Stock down 12% after soft 3Q15 results

Singapore Technologies Engineering (STE) reported a softer-than-expected set of 3Q15 results on 6 Nov, where revenue and core earnings both slipped 3% YoY; and due to the still weak outlook for the Marine sector, it has also lowered its FY15 PBT guidance from comparable to lower than FY14. Understandably, we have also cut our rating to Hold with a lower fair value of S$3.22 (based on 19x FY16F EPS). In reaction to the results and lower PBT guidance, STE’s stock price fell nearly 12% from a close of S$3.30 on 5 Nov to an intraday low of S$2.92 on 16 Nov.

Value is starting to emerge

However, like in our previous report on 6 Oct when we upgraded our call to Buy when the stock price was around S$3.00 then, we now see value emerging as well. No doubt that the outlook has softened somewhat compared now, but recall that STE is still sitting on a sizable order book of S$12.2b, of which it will deliver no less than S$1.4b in 4Q15; and this still leaves nearly S$11b worth of orders to work through over the next two years. Moreover, with the current share price now hovering around S$2.94, we opine that much of the negative news flow may have been captured in the recent correction.

Upgrade to BUY with an unchanged S$3.22 fair value

Indeed from a valuation perspective, the consensus PER has fallen back to below 1 standard deviation below the 3-year average; it was last below 1-SD when we upgraded the stock back in Oct. Hence on this ground, we again upgrade our call from Hold to BUY.
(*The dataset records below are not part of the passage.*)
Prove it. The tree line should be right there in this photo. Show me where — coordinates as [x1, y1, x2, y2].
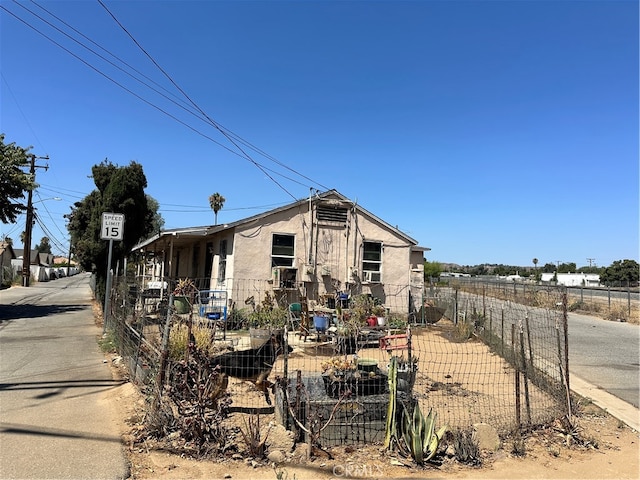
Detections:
[424, 259, 639, 286]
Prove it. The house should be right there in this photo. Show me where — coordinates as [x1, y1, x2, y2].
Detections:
[132, 190, 429, 315]
[12, 248, 63, 282]
[0, 241, 17, 286]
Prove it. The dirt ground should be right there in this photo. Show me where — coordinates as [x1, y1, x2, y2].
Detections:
[104, 355, 639, 480]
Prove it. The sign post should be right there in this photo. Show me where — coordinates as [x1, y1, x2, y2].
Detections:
[101, 213, 124, 333]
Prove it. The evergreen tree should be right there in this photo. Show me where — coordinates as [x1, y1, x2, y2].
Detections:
[34, 237, 52, 254]
[66, 160, 160, 304]
[601, 260, 639, 286]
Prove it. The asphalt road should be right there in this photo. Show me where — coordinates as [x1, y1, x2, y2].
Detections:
[568, 312, 640, 408]
[0, 273, 128, 479]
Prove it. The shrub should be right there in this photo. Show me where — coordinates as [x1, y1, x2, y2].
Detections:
[168, 319, 226, 360]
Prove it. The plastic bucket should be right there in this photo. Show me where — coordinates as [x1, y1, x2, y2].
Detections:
[313, 315, 329, 332]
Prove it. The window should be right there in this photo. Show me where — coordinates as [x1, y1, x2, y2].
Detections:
[192, 245, 200, 277]
[272, 234, 295, 267]
[362, 241, 382, 283]
[218, 239, 227, 281]
[204, 242, 214, 279]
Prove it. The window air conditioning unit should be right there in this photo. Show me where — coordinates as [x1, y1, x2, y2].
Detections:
[272, 267, 298, 289]
[362, 271, 381, 283]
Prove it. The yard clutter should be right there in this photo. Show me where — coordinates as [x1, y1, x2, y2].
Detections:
[110, 275, 584, 471]
[209, 333, 292, 405]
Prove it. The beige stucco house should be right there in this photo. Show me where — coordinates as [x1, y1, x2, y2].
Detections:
[132, 190, 428, 315]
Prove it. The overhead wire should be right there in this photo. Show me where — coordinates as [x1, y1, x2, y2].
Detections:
[34, 215, 67, 255]
[95, 0, 331, 197]
[1, 72, 47, 154]
[5, 0, 329, 193]
[0, 3, 244, 158]
[28, 0, 194, 112]
[2, 0, 337, 247]
[33, 191, 69, 243]
[29, 0, 308, 184]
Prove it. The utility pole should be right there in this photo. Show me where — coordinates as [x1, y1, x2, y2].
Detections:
[587, 258, 595, 269]
[21, 154, 49, 287]
[66, 241, 72, 277]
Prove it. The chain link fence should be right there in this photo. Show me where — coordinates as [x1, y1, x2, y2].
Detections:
[106, 275, 571, 448]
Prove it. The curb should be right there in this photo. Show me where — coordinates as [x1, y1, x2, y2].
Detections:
[571, 373, 640, 432]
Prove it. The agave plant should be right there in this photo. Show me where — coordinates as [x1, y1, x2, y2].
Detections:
[399, 403, 447, 464]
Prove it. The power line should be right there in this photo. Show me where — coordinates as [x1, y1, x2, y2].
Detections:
[7, 1, 330, 195]
[96, 0, 330, 197]
[28, 0, 193, 112]
[34, 191, 69, 243]
[34, 215, 67, 255]
[12, 0, 328, 195]
[1, 72, 48, 154]
[2, 0, 336, 236]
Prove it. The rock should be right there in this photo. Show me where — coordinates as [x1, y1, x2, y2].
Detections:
[445, 444, 456, 457]
[267, 450, 286, 464]
[473, 423, 500, 451]
[266, 423, 295, 452]
[232, 453, 243, 460]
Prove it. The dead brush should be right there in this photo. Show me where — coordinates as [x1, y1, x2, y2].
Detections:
[553, 414, 599, 449]
[453, 319, 475, 342]
[168, 320, 230, 360]
[604, 304, 630, 323]
[239, 413, 271, 458]
[152, 341, 232, 456]
[451, 428, 481, 466]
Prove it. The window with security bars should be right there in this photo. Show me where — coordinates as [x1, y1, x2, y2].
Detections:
[272, 234, 295, 267]
[362, 241, 382, 283]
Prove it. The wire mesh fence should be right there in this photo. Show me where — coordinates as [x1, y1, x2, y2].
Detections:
[107, 276, 571, 449]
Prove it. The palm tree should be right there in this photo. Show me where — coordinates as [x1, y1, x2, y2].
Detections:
[208, 193, 225, 225]
[532, 258, 539, 281]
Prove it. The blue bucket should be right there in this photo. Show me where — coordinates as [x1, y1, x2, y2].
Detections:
[313, 315, 329, 332]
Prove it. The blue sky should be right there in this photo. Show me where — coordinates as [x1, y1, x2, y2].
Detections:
[1, 0, 638, 269]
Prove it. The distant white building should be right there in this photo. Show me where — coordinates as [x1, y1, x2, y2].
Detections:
[441, 272, 471, 278]
[540, 272, 600, 287]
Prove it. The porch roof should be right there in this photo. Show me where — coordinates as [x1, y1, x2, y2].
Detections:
[132, 226, 211, 252]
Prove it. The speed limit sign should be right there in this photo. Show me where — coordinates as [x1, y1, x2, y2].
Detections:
[101, 212, 125, 241]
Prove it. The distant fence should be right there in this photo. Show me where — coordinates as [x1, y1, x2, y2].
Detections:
[106, 276, 571, 447]
[443, 277, 638, 323]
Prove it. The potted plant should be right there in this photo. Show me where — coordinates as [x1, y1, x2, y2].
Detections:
[172, 278, 199, 314]
[393, 355, 418, 393]
[333, 294, 374, 353]
[248, 292, 288, 348]
[372, 304, 387, 326]
[321, 356, 387, 397]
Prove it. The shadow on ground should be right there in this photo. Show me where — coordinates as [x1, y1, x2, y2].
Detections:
[0, 304, 87, 322]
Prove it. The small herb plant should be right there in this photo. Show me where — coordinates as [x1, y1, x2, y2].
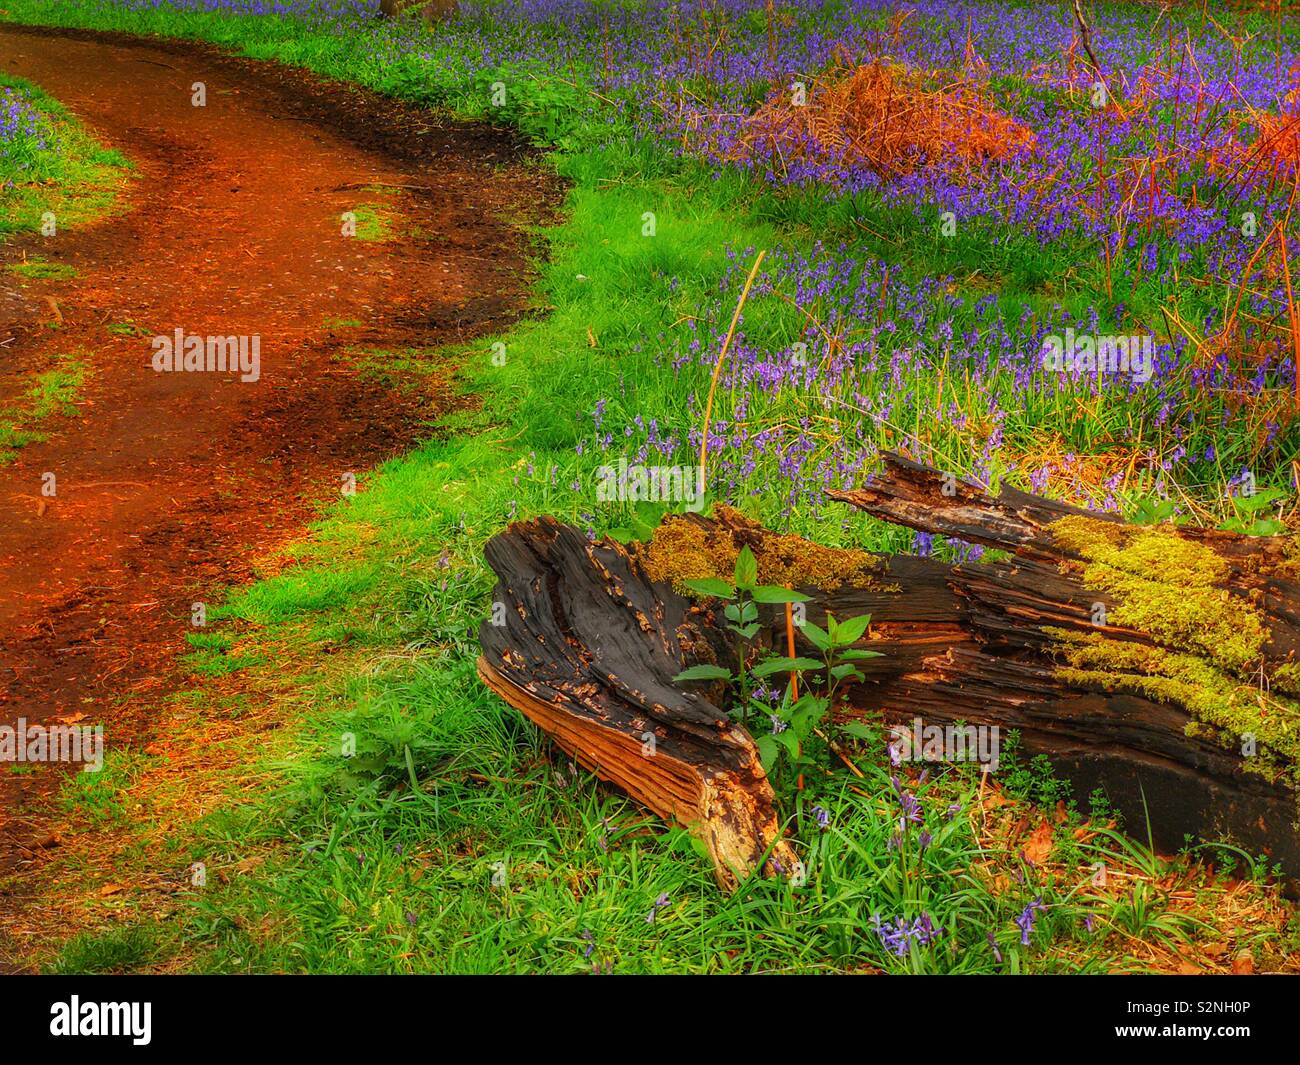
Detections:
[1126, 494, 1185, 526]
[1218, 487, 1288, 537]
[673, 546, 881, 788]
[672, 545, 809, 723]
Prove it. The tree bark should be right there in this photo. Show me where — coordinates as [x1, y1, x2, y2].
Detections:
[477, 519, 797, 890]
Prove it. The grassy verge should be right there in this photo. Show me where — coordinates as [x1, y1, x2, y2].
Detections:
[0, 70, 132, 238]
[0, 2, 1295, 974]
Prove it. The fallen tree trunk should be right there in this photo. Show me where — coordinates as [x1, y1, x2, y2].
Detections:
[476, 519, 797, 890]
[479, 453, 1300, 885]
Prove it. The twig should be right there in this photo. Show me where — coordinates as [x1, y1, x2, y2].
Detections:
[330, 181, 430, 193]
[698, 250, 766, 483]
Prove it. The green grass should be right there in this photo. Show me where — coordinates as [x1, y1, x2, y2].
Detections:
[344, 197, 400, 242]
[0, 71, 132, 238]
[5, 1, 1296, 974]
[7, 256, 77, 279]
[46, 922, 175, 975]
[56, 751, 140, 829]
[0, 349, 90, 463]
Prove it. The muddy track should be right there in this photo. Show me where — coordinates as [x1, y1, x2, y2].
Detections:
[0, 23, 556, 922]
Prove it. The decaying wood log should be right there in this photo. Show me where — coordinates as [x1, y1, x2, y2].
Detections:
[476, 519, 796, 890]
[479, 453, 1300, 885]
[825, 453, 1300, 878]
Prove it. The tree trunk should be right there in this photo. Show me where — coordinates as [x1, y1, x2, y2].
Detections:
[378, 0, 458, 22]
[476, 519, 796, 891]
[478, 453, 1300, 886]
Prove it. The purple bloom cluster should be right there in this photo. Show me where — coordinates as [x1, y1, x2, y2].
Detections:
[1016, 896, 1045, 945]
[601, 237, 1295, 513]
[872, 910, 944, 956]
[0, 87, 51, 168]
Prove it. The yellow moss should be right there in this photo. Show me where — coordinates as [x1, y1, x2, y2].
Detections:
[641, 507, 888, 594]
[1046, 516, 1300, 791]
[1049, 516, 1265, 673]
[1050, 629, 1300, 790]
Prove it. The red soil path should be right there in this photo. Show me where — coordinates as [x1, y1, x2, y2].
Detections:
[0, 25, 551, 896]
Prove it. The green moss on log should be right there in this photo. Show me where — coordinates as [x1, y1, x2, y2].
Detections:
[1049, 516, 1267, 673]
[1046, 517, 1300, 797]
[1051, 630, 1299, 791]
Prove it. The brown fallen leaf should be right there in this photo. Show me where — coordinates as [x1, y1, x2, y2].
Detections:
[1231, 951, 1255, 975]
[1023, 821, 1054, 866]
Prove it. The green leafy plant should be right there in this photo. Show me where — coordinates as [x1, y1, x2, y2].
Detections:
[1125, 493, 1186, 526]
[745, 682, 830, 786]
[676, 552, 882, 786]
[1218, 487, 1288, 536]
[673, 545, 808, 723]
[607, 499, 669, 544]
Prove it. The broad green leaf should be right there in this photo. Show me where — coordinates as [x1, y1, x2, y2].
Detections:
[733, 545, 758, 589]
[792, 698, 829, 735]
[774, 730, 801, 758]
[799, 620, 831, 652]
[674, 664, 731, 683]
[832, 613, 873, 645]
[1234, 488, 1285, 514]
[752, 585, 812, 604]
[755, 734, 780, 771]
[683, 577, 734, 599]
[840, 721, 877, 741]
[633, 500, 667, 526]
[750, 656, 825, 678]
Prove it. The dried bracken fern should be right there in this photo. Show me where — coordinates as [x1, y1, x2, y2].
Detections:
[734, 57, 1036, 182]
[1211, 72, 1300, 188]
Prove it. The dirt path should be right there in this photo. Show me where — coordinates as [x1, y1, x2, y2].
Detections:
[0, 25, 551, 894]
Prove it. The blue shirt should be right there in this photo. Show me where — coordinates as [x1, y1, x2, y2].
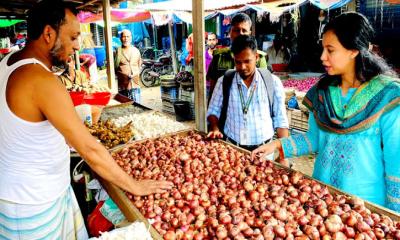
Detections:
[207, 70, 288, 145]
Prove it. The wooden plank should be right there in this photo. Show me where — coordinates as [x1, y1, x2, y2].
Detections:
[102, 0, 117, 92]
[192, 0, 207, 133]
[98, 178, 163, 240]
[76, 0, 97, 9]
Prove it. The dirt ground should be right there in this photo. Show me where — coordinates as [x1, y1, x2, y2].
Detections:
[141, 86, 163, 111]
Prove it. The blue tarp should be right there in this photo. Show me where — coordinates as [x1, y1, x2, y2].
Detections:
[117, 22, 150, 46]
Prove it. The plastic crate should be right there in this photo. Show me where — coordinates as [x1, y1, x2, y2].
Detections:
[160, 86, 179, 100]
[161, 100, 175, 114]
[179, 88, 195, 103]
[287, 108, 309, 132]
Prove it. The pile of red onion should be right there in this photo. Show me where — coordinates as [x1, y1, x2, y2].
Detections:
[113, 132, 400, 239]
[283, 77, 319, 92]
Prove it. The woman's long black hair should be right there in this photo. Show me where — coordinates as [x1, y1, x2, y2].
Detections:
[318, 12, 397, 89]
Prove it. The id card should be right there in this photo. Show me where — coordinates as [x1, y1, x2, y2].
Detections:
[240, 115, 249, 145]
[240, 126, 250, 145]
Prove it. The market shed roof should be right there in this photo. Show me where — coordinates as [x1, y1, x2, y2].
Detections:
[0, 0, 127, 19]
[136, 0, 261, 12]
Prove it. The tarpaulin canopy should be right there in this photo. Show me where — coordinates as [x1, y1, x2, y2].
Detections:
[136, 0, 260, 11]
[0, 19, 23, 28]
[309, 0, 352, 9]
[384, 0, 400, 4]
[150, 11, 219, 25]
[248, 0, 308, 22]
[78, 9, 151, 23]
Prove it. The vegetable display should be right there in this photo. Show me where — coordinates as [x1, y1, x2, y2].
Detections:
[112, 112, 189, 141]
[283, 77, 319, 92]
[86, 120, 133, 149]
[112, 132, 400, 239]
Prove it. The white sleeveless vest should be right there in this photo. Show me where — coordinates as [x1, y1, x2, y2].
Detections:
[0, 53, 70, 204]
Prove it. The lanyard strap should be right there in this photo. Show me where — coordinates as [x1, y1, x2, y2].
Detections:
[237, 75, 257, 115]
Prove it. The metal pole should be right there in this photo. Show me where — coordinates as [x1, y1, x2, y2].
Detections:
[168, 20, 178, 74]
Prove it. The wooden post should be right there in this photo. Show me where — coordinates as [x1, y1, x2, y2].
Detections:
[192, 0, 207, 132]
[167, 20, 178, 74]
[102, 0, 117, 92]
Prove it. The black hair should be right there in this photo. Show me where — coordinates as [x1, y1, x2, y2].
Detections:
[318, 12, 396, 89]
[27, 0, 78, 41]
[231, 13, 252, 27]
[231, 35, 257, 55]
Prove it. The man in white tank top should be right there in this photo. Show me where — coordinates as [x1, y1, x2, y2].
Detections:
[0, 0, 172, 239]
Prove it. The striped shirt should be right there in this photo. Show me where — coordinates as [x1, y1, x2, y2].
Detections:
[207, 70, 288, 145]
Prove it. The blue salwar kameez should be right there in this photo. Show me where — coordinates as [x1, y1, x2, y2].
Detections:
[280, 75, 400, 211]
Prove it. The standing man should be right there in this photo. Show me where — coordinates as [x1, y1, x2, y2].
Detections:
[206, 32, 218, 97]
[207, 35, 289, 152]
[0, 0, 172, 238]
[205, 32, 218, 73]
[207, 13, 268, 96]
[115, 29, 142, 102]
[266, 35, 291, 70]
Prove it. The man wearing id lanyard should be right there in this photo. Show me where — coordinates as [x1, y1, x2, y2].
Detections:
[207, 35, 289, 158]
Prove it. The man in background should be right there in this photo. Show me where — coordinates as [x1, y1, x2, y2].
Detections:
[114, 29, 142, 102]
[206, 13, 268, 97]
[205, 32, 218, 73]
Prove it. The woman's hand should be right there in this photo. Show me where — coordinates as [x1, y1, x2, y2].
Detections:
[251, 140, 281, 161]
[133, 180, 173, 196]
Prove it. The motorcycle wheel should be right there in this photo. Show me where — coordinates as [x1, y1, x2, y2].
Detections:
[140, 67, 156, 87]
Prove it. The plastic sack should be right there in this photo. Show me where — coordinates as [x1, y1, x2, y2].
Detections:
[287, 95, 299, 109]
[100, 198, 126, 225]
[87, 201, 113, 237]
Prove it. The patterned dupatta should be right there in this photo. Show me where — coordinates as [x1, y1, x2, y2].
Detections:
[303, 75, 400, 134]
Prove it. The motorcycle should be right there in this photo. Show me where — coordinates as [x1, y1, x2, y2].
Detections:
[140, 55, 173, 87]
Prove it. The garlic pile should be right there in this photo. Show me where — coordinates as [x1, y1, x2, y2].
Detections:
[92, 221, 152, 240]
[67, 83, 110, 94]
[112, 112, 190, 140]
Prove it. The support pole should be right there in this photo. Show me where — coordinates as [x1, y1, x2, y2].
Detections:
[167, 21, 178, 74]
[192, 0, 207, 132]
[102, 0, 117, 92]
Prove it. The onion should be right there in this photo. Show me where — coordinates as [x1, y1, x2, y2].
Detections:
[324, 215, 344, 233]
[164, 230, 176, 240]
[274, 225, 286, 238]
[249, 191, 260, 202]
[244, 181, 254, 192]
[216, 226, 227, 239]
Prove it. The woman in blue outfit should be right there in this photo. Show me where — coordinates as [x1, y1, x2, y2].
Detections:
[252, 12, 400, 211]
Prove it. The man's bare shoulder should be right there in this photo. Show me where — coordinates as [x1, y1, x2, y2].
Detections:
[10, 64, 58, 86]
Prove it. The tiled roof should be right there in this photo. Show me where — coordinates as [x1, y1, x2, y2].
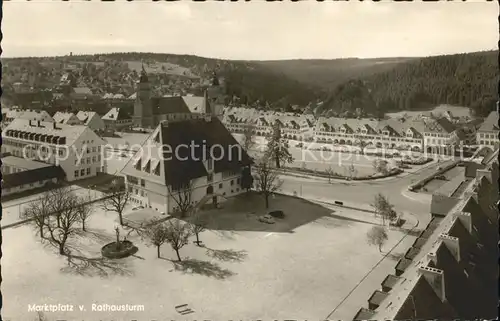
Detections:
[477, 111, 498, 132]
[1, 156, 51, 170]
[2, 165, 65, 188]
[102, 107, 131, 121]
[3, 119, 88, 146]
[368, 290, 389, 307]
[76, 111, 99, 125]
[53, 112, 79, 124]
[181, 95, 206, 113]
[430, 194, 460, 217]
[381, 274, 401, 290]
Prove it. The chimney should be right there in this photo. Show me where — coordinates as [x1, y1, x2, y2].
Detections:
[439, 234, 461, 262]
[418, 265, 446, 302]
[456, 212, 472, 233]
[53, 122, 57, 130]
[37, 120, 41, 127]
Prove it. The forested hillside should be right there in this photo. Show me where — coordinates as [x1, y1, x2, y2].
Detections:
[317, 51, 498, 118]
[255, 57, 416, 90]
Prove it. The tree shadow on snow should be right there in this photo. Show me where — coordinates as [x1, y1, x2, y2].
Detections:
[204, 248, 248, 263]
[167, 258, 236, 280]
[60, 253, 135, 278]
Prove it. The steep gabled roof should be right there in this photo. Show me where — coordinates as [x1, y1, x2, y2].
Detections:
[122, 117, 253, 187]
[151, 96, 192, 115]
[477, 111, 498, 132]
[102, 107, 131, 121]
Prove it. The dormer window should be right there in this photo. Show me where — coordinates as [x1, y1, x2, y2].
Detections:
[383, 130, 389, 136]
[152, 160, 160, 176]
[143, 160, 151, 173]
[134, 158, 142, 170]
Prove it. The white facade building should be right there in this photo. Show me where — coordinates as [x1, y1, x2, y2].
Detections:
[2, 119, 107, 182]
[120, 116, 252, 214]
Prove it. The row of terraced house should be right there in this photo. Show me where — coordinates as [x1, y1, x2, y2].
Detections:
[222, 108, 499, 154]
[354, 149, 498, 320]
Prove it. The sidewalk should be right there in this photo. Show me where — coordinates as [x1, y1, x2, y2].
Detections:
[280, 191, 419, 232]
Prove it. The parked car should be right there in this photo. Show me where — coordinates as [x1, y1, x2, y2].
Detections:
[258, 215, 275, 224]
[132, 206, 144, 211]
[269, 210, 285, 219]
[435, 175, 447, 180]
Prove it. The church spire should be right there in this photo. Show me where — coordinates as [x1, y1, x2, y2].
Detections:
[139, 63, 149, 83]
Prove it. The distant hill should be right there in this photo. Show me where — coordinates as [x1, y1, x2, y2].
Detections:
[316, 51, 498, 118]
[254, 57, 416, 89]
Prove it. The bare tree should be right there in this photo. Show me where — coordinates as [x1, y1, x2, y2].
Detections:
[346, 162, 357, 179]
[254, 157, 283, 208]
[101, 186, 130, 226]
[357, 140, 369, 155]
[47, 187, 75, 228]
[366, 226, 389, 253]
[165, 220, 191, 261]
[325, 166, 334, 184]
[371, 193, 397, 225]
[76, 194, 93, 231]
[190, 210, 208, 246]
[45, 192, 81, 255]
[143, 220, 170, 258]
[241, 123, 256, 152]
[22, 192, 52, 240]
[373, 158, 390, 175]
[168, 181, 193, 218]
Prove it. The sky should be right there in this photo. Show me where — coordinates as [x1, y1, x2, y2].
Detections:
[2, 1, 498, 60]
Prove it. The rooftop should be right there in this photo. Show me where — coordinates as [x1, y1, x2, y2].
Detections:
[1, 156, 52, 170]
[2, 165, 65, 189]
[477, 111, 498, 132]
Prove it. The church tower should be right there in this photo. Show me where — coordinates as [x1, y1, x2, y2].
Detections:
[206, 71, 225, 117]
[133, 65, 154, 128]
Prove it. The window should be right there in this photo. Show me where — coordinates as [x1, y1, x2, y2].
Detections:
[86, 168, 91, 175]
[219, 183, 223, 189]
[98, 146, 101, 152]
[80, 169, 85, 176]
[237, 178, 241, 185]
[98, 155, 101, 162]
[230, 180, 234, 186]
[140, 190, 145, 197]
[87, 157, 91, 164]
[75, 170, 79, 178]
[141, 179, 145, 187]
[92, 156, 96, 163]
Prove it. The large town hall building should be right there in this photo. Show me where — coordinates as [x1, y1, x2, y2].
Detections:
[132, 67, 225, 128]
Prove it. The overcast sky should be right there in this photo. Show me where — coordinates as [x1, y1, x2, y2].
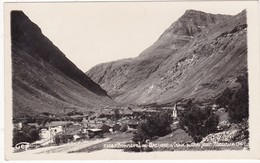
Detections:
[8, 2, 245, 72]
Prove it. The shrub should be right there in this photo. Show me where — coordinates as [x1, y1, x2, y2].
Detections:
[54, 134, 73, 145]
[232, 118, 249, 143]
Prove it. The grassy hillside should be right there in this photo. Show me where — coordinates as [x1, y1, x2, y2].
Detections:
[11, 11, 117, 119]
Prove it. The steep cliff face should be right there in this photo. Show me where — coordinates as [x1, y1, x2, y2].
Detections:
[11, 11, 116, 118]
[87, 10, 247, 105]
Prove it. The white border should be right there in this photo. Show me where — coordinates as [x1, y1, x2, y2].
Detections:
[2, 0, 260, 162]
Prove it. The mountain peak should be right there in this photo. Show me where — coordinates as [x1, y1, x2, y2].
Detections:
[139, 10, 234, 57]
[87, 9, 247, 105]
[11, 10, 27, 19]
[179, 9, 231, 27]
[167, 9, 233, 38]
[183, 9, 207, 15]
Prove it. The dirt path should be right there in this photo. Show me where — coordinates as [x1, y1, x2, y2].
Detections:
[16, 138, 110, 154]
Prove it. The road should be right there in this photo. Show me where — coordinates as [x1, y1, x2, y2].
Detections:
[15, 138, 110, 154]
While we are maintaining our fair value unchanged at S$3.22, do note that the company is still committed to paying out at least 90% of its NPAT as dividend, which should work out to a pretty decent yield of 4.4%, giving a total return of 13.9% from here. Last but not least, the company has an existing share buyback mandate – it has bought back some 8.75m shares at a weighted average of S$3.00 between 19 Jun and 1 Sep 2015, and can buy back another 53.4m shares.